I miss him. I miss his texts. I miss wondering (not that it ever got me anywhere). I miss his hands and his warmth, the smell of his neck. That depth in his eyes when he kisses me. The feel of his beard on my bare skin, his teeth on my shoulder. His breathing, his arms, his heartbeat. That feeling of being perfectly safe in his arms. He will never read this, but if he does?

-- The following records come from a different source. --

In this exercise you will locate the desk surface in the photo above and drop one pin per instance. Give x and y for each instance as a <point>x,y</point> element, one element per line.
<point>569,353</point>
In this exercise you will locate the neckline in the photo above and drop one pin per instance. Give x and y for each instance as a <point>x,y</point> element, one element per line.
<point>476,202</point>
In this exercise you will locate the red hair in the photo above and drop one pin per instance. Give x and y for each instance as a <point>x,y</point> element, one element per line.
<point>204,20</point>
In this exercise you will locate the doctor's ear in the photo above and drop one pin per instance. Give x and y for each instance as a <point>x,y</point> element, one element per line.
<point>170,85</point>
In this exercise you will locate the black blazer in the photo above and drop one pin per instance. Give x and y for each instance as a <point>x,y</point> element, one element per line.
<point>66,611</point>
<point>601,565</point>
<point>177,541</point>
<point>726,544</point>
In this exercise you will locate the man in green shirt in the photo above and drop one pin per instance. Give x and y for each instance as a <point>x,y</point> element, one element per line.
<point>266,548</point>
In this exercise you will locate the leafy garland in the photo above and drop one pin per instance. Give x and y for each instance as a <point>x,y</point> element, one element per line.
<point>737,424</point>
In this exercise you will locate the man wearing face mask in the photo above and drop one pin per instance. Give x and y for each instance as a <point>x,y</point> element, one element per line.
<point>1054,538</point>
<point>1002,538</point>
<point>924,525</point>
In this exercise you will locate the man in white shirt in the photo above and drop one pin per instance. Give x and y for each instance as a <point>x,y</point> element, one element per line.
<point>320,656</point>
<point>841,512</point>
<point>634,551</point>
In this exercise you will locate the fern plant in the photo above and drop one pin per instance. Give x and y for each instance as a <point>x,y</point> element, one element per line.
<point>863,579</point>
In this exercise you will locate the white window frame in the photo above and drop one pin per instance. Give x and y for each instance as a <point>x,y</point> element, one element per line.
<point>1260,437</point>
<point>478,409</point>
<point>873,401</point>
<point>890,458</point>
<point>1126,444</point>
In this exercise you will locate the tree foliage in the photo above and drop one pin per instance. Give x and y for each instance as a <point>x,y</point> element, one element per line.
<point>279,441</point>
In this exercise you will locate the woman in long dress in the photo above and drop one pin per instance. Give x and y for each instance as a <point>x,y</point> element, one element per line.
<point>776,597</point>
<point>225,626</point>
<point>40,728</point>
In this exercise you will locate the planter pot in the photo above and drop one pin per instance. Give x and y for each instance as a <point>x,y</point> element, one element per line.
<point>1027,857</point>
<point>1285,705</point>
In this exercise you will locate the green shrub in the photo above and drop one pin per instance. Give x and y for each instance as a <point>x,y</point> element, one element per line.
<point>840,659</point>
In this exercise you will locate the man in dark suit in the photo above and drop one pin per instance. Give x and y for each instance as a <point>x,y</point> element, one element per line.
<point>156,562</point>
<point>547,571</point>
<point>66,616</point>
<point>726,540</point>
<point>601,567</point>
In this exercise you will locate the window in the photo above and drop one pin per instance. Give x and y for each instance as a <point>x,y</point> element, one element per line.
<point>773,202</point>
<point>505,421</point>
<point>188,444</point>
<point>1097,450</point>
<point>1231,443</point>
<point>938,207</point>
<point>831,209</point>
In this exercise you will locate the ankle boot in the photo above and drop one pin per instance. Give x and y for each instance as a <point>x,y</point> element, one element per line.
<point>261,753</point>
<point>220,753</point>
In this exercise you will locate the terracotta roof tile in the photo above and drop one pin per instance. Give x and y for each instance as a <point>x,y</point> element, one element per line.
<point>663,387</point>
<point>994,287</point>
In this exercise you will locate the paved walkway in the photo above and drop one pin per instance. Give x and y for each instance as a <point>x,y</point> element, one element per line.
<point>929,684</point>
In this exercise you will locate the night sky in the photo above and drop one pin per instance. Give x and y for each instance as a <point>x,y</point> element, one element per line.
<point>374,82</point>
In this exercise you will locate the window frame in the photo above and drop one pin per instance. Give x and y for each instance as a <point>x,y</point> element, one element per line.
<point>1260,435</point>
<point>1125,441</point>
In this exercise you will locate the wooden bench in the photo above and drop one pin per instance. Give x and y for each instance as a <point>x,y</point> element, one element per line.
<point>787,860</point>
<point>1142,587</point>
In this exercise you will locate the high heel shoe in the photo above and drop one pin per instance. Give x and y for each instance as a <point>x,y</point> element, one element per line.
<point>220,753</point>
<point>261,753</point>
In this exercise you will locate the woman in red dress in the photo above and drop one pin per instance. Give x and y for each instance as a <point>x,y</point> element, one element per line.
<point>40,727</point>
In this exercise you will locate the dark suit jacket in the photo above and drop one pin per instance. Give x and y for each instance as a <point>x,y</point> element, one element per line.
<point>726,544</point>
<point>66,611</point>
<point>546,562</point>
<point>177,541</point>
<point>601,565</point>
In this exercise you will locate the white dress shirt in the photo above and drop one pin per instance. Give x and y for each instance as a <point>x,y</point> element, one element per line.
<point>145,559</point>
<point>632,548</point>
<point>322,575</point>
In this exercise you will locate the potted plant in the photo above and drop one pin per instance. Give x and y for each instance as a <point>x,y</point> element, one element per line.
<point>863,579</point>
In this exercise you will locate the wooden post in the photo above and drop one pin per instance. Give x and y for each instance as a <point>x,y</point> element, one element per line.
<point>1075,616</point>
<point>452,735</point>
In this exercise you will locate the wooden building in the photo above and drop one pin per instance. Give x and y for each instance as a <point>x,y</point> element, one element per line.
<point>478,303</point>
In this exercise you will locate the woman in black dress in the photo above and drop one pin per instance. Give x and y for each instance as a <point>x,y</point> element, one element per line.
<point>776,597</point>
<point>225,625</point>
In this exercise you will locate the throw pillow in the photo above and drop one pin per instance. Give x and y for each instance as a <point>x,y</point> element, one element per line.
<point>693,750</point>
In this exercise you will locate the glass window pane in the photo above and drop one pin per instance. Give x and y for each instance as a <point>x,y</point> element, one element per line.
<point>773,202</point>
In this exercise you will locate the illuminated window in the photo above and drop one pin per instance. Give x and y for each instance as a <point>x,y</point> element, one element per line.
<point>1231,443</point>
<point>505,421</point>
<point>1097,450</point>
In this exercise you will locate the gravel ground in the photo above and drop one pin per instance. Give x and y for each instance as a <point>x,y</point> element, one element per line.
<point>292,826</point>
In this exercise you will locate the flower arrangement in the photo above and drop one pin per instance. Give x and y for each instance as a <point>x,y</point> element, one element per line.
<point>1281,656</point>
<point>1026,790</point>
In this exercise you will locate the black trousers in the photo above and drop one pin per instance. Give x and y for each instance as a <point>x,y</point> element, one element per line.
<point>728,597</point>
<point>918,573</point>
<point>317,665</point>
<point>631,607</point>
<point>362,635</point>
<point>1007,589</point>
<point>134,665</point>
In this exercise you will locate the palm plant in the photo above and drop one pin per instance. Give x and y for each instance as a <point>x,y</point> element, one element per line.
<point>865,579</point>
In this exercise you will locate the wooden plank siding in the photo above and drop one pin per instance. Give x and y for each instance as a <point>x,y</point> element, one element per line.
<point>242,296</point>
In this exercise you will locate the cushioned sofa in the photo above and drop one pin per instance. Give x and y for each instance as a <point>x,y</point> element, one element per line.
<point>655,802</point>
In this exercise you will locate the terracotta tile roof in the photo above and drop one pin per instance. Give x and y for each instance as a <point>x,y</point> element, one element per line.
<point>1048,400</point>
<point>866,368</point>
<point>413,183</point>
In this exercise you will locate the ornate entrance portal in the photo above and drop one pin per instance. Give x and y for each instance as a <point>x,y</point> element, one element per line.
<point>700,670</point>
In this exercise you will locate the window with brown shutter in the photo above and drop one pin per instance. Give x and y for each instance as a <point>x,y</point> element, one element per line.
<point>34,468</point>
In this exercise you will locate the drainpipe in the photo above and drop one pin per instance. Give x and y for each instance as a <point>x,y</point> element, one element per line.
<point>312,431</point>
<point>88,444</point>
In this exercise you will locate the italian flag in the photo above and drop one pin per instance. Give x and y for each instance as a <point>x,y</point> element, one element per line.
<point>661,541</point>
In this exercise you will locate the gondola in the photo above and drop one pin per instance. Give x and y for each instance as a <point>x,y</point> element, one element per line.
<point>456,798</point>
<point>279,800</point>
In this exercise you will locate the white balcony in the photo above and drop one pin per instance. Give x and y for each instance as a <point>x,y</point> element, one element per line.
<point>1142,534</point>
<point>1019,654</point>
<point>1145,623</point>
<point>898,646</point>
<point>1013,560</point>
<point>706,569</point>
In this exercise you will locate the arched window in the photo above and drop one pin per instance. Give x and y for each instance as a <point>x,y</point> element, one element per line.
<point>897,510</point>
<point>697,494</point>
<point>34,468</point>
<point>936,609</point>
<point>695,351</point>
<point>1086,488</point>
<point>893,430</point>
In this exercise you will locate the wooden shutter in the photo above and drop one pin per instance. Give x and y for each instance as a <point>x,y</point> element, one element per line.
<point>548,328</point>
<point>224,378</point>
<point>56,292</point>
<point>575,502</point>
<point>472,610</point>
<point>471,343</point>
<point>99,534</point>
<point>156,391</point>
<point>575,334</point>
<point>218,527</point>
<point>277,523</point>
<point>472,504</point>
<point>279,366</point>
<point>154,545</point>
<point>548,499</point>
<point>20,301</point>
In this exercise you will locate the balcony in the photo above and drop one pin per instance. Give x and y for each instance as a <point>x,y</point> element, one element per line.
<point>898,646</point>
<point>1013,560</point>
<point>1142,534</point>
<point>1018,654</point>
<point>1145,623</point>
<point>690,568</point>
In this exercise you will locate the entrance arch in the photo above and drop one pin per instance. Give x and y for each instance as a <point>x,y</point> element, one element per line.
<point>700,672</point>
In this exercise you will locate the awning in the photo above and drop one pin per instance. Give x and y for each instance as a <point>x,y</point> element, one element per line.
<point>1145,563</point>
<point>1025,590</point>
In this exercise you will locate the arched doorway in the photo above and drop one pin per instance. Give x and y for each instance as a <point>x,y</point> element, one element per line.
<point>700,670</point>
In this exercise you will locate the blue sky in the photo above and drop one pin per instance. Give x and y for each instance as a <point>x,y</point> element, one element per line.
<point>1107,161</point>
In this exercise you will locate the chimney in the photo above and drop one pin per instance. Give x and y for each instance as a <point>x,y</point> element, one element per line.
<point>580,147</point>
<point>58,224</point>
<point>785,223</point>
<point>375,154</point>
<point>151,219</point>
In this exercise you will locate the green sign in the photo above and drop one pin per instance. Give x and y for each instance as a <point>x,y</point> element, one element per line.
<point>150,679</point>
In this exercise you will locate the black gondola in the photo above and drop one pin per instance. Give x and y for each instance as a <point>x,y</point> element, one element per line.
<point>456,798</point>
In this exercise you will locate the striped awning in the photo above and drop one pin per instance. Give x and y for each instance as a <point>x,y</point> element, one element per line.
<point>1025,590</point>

I miss you. I wouldn’t likely have seen you since the last time I saw you if we were still together but knowing I’ll never see you again HURTS. You’re a big part in my heart and I will miss you and I don’t know how to be what you want. I want to tell you that I care for you – and I’m sorry your ex wife hurt you so much that you don’t feel like you can love anyone else again. It’s scary but it would be so worth it. I would surrender the moon and the stars if you’d let me in. I’d give you my heart and that’s worth more than anything else I could give you. I’d love you so much the sun would shine on us and the stars in the sky would twinkle just for us. I’d love you so hard that you’d wake each day knowing you were loved and wanted and needed and your black cloud would lift like a breeze in the summer sun. You’d never be lonely again. I’d kiss you and drown and you’d drown too. We could plumb the depths drowning together but we’d have our hands to hold on to, and never let go. I’d look after you. I’d give you myself, my soul, my heart, my love. There’s so much I could show you if you’d let me. There’s magic. I miss you.
Of course he will never read it. And of course I won’t hear from him again. I know this.
It does feel a little better for writing it down. So as always, thanks for reading and being with me. My heart is broken but I appreciate your company. Thanks guys.